Still holding the nylon strip in one hand, Guy Joe gave her a shove, sending her onto the links. Balancing properly was impossible and she fell again and again into the meshed circle of metal links.
“See,” Guy Joe said happily, “what I’m going to do is tie this end of your rope to that hook the skeleton dangles from. You’ll be standing on the railing when I do that.”
Tess tried desperately to grip the metal with her toes. It was impossible. Down she went again, slicing one of her toes as she fell. She cried out, but Guy Joe ignored her and went on talking.
“Then you’ll jump,” he went on matter-of-factly. “Bye-bye, Tess, easy as that. Then it’ll be my turn. Isn’t it nice that there’s one skeleton hook for each of us?”

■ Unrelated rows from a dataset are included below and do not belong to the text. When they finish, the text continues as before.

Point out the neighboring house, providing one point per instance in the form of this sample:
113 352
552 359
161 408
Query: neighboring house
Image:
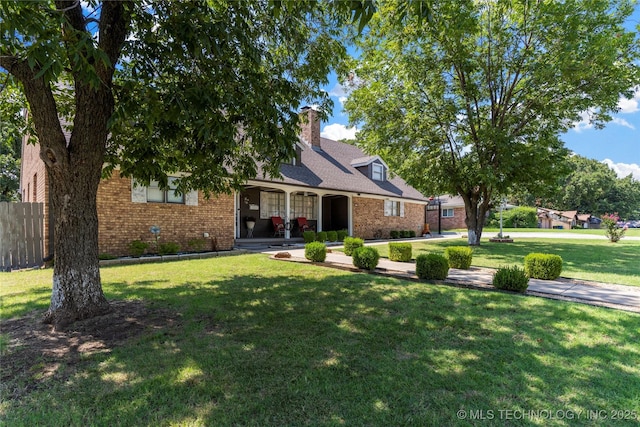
550 218
333 185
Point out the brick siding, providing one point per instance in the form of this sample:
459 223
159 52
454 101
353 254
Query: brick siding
448 223
121 221
369 219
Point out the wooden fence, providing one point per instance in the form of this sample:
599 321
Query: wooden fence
21 235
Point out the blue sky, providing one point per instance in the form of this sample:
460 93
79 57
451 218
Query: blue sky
618 144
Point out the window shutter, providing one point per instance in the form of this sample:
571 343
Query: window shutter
138 192
191 198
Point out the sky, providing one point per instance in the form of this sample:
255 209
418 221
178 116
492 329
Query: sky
617 145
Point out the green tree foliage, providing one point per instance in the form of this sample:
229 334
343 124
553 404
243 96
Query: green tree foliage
12 126
210 88
473 102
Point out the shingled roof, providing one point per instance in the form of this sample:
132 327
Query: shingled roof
330 168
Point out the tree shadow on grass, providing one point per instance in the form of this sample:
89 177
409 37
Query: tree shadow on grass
324 348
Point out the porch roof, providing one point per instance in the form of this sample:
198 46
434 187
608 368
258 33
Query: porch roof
330 169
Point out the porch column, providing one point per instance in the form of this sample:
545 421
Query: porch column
287 209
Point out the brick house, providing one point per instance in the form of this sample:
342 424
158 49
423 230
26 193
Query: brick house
332 184
452 213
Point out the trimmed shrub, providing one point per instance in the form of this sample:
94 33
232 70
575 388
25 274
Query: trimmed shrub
459 256
432 267
511 279
168 248
366 257
351 243
543 266
309 236
315 251
400 251
137 248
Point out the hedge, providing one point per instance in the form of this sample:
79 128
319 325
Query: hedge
400 251
366 257
543 266
351 243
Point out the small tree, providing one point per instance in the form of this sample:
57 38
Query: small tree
610 223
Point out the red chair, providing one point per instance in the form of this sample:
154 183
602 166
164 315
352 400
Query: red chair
278 226
303 225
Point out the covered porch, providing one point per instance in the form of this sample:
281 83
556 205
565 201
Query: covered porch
259 204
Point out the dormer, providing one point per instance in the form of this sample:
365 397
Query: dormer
373 167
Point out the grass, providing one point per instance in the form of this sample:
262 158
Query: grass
596 260
599 233
262 342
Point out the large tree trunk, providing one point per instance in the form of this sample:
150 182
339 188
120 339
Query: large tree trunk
74 175
476 208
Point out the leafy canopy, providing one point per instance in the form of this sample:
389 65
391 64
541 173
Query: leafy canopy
473 102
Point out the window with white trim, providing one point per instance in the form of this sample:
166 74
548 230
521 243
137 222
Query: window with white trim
447 213
304 206
157 195
272 203
391 208
377 172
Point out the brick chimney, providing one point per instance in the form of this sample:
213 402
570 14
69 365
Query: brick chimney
310 127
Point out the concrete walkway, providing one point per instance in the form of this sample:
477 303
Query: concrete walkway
600 294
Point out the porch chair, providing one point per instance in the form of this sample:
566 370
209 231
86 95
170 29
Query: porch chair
303 225
278 226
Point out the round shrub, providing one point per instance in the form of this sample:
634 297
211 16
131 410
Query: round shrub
366 257
315 251
459 256
309 236
511 279
400 251
432 267
543 266
351 243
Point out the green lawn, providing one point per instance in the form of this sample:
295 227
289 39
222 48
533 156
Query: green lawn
596 260
264 342
596 232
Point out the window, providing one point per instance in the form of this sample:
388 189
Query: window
155 194
447 213
304 206
377 172
272 204
391 208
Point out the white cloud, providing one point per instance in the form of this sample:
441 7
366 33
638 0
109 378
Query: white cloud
583 124
630 105
624 169
622 122
337 132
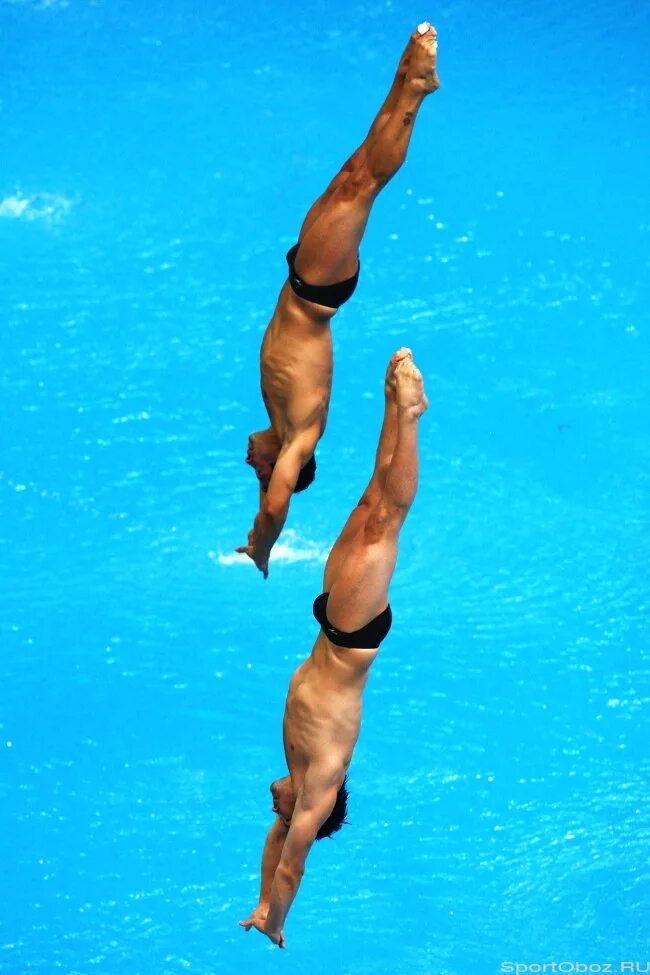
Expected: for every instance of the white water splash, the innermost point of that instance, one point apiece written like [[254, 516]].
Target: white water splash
[[290, 547], [50, 207]]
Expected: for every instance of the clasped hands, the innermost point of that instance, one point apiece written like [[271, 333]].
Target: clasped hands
[[252, 550], [257, 920]]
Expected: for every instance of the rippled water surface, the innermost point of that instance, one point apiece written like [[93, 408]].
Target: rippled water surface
[[155, 162]]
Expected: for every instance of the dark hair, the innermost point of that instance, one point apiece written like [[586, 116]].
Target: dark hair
[[336, 818], [306, 476]]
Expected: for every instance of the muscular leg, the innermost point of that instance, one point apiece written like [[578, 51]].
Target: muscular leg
[[334, 227], [363, 559], [353, 163]]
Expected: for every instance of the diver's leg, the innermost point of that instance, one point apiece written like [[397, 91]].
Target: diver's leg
[[353, 163], [329, 248], [358, 579], [374, 488]]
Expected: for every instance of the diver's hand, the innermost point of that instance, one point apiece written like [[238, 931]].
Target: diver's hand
[[261, 559], [257, 920], [258, 914]]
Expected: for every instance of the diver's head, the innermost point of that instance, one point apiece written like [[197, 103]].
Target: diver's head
[[284, 799], [336, 818], [262, 453]]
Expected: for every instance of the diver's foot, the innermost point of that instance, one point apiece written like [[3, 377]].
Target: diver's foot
[[410, 388], [421, 75], [405, 59], [390, 384]]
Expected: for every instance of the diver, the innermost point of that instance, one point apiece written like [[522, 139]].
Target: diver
[[296, 354], [322, 716]]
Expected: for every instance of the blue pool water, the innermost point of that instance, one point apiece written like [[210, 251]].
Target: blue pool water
[[155, 162]]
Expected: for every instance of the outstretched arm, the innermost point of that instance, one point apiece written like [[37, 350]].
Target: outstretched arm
[[271, 854], [274, 506], [314, 804]]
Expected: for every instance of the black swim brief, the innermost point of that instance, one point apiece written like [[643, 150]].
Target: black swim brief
[[367, 638], [330, 295]]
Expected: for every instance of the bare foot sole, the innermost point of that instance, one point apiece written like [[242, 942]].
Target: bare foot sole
[[421, 74], [390, 384], [405, 59], [410, 388]]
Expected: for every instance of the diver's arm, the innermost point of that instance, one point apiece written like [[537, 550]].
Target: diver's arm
[[271, 857], [308, 816], [271, 854], [274, 508]]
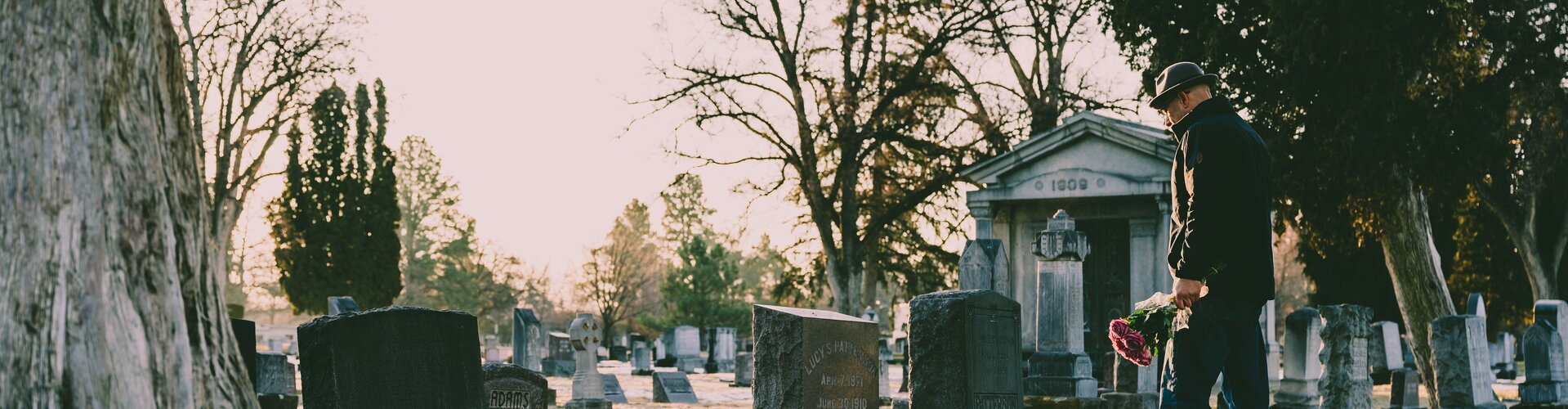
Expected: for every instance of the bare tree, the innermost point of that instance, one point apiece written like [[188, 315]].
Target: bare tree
[[112, 287], [251, 66], [839, 83]]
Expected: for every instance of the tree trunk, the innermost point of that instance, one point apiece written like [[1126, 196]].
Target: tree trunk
[[1414, 265], [109, 287]]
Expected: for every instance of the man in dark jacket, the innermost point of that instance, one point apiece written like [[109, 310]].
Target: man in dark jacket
[[1220, 239]]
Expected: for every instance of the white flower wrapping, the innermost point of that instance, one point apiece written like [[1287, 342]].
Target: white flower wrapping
[[1167, 303]]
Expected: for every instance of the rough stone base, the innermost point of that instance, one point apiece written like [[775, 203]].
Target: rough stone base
[[1065, 403], [278, 402], [588, 405], [1123, 400]]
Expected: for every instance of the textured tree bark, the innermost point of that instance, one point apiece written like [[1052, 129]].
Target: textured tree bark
[[109, 289], [1416, 268]]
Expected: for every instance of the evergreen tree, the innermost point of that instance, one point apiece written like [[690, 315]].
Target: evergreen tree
[[706, 290], [336, 222]]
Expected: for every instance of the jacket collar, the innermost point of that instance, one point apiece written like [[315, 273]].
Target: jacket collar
[[1211, 107]]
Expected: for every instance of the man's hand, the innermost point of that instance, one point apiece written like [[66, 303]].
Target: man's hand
[[1187, 292]]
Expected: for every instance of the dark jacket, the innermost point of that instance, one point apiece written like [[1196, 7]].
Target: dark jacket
[[1220, 222]]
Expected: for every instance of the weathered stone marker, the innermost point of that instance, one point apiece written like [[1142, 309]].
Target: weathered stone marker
[[341, 304], [1059, 366], [527, 340], [641, 359], [1383, 352], [1404, 389], [587, 384], [1503, 356], [742, 371], [673, 388], [1462, 362], [391, 357], [612, 389], [813, 359], [1545, 361], [982, 265], [1347, 381], [1302, 367], [561, 359], [687, 348], [958, 342], [245, 335], [275, 383], [723, 350], [508, 386]]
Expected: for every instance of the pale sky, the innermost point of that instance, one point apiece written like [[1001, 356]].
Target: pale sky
[[525, 104]]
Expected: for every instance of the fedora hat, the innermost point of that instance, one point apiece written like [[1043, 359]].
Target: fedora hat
[[1175, 79]]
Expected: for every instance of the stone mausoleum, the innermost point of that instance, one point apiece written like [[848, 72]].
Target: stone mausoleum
[[1114, 178]]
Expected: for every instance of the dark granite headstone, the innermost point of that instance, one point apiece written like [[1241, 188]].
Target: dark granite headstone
[[527, 340], [813, 359], [673, 388], [245, 335], [612, 389], [1404, 389], [957, 344], [392, 357], [510, 386], [275, 383], [341, 304]]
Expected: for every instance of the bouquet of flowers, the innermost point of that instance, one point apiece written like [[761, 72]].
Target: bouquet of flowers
[[1139, 335]]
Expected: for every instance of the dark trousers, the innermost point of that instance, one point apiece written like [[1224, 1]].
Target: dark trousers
[[1222, 337]]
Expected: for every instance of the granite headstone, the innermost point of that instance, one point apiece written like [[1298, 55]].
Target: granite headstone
[[1462, 362], [957, 342], [673, 388], [1302, 367], [508, 386], [527, 340], [341, 304], [391, 357], [1347, 381], [813, 359]]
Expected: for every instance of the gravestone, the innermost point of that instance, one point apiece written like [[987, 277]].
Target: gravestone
[[1059, 366], [686, 347], [673, 388], [1545, 361], [245, 335], [723, 350], [508, 386], [391, 357], [1266, 325], [1383, 352], [641, 359], [561, 359], [742, 371], [813, 359], [1476, 306], [1462, 362], [491, 348], [1347, 381], [612, 389], [275, 383], [1302, 367], [1404, 389], [1503, 356], [527, 340], [982, 265], [587, 384], [341, 304], [957, 342]]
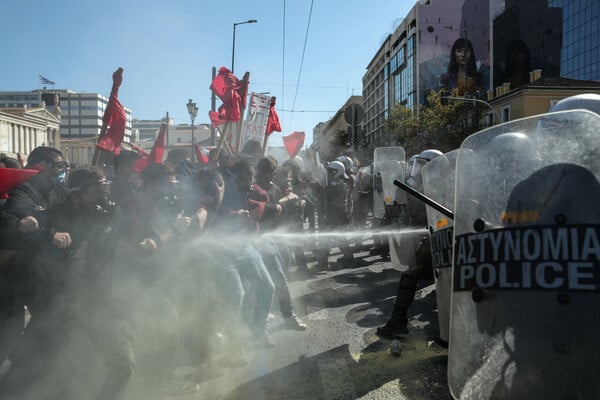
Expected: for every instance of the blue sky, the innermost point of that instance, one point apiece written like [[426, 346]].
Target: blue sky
[[168, 48]]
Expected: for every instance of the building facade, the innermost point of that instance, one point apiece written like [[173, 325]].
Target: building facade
[[505, 40], [81, 113], [24, 128], [328, 136]]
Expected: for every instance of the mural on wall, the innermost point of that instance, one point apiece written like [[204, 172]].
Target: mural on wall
[[468, 47], [454, 47]]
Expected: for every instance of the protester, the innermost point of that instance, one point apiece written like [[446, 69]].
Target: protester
[[275, 252]]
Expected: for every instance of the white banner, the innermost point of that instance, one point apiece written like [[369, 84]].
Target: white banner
[[255, 124]]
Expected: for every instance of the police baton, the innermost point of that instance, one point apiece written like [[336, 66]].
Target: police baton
[[427, 200]]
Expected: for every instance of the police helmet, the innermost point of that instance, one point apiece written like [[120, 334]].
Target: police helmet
[[347, 161], [338, 169], [421, 159]]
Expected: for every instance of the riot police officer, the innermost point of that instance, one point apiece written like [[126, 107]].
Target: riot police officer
[[410, 252]]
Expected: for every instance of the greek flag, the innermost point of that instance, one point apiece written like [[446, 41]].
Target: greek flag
[[45, 81]]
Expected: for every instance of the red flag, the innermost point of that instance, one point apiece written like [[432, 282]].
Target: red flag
[[232, 93], [293, 143], [139, 150], [160, 145], [202, 158], [114, 119], [21, 161], [273, 124]]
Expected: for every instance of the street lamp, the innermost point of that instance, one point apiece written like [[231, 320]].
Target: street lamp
[[250, 21], [193, 111]]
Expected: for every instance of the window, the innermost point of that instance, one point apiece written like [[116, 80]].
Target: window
[[506, 113]]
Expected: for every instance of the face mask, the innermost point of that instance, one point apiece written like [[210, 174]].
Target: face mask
[[60, 178]]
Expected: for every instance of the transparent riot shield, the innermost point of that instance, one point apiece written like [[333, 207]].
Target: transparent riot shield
[[526, 275], [388, 165], [438, 184]]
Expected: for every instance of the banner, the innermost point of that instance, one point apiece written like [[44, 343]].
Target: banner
[[255, 124]]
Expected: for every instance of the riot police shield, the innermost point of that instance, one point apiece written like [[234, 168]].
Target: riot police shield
[[438, 183], [526, 271], [388, 165]]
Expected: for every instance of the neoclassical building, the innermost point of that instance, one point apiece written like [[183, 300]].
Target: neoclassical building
[[24, 128]]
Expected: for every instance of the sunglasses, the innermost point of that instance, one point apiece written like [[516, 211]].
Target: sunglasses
[[60, 166]]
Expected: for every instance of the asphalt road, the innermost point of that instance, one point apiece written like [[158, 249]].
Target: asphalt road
[[338, 356]]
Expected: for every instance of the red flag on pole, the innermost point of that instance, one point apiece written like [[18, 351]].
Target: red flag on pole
[[157, 154], [273, 124], [20, 159], [114, 119], [200, 156], [232, 93], [293, 143]]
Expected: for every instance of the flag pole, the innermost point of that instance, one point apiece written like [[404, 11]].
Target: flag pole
[[221, 139], [266, 137], [238, 136]]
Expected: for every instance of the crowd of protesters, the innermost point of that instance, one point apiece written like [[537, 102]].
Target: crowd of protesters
[[147, 267]]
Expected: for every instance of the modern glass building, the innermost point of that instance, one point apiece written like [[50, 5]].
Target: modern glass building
[[505, 40]]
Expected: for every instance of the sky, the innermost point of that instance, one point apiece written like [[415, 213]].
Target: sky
[[311, 61]]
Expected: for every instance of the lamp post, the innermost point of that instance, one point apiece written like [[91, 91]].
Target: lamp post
[[250, 21], [193, 111]]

“I won’t jump!” Tess cried. “I won’t!”
Guy Joe shrugged. “Okay. You don’t have to. I’ll just push you.”
He meant it. She knew that. Whatever Guy Joe had learned about himself, it had stolen the brother she knew and replaced him with this person who had no conscience, no qualms whatsoever about taking her life and his own. She had to do something to stop him.
Tess struggled across the remaining chains. When she was on the wooden platform, she said, “I can’t walk, Guy Joe. I’ve cut my foot.”
Guy Joe bent to glance down at her foot, giving Tess just enough time to grasp the chain belt at her waist, unsnapping the clasp. In one smooth motion, she yanked the metal belt free from its loops and swung hard, whipping it down across the back of Guy Joe’s head.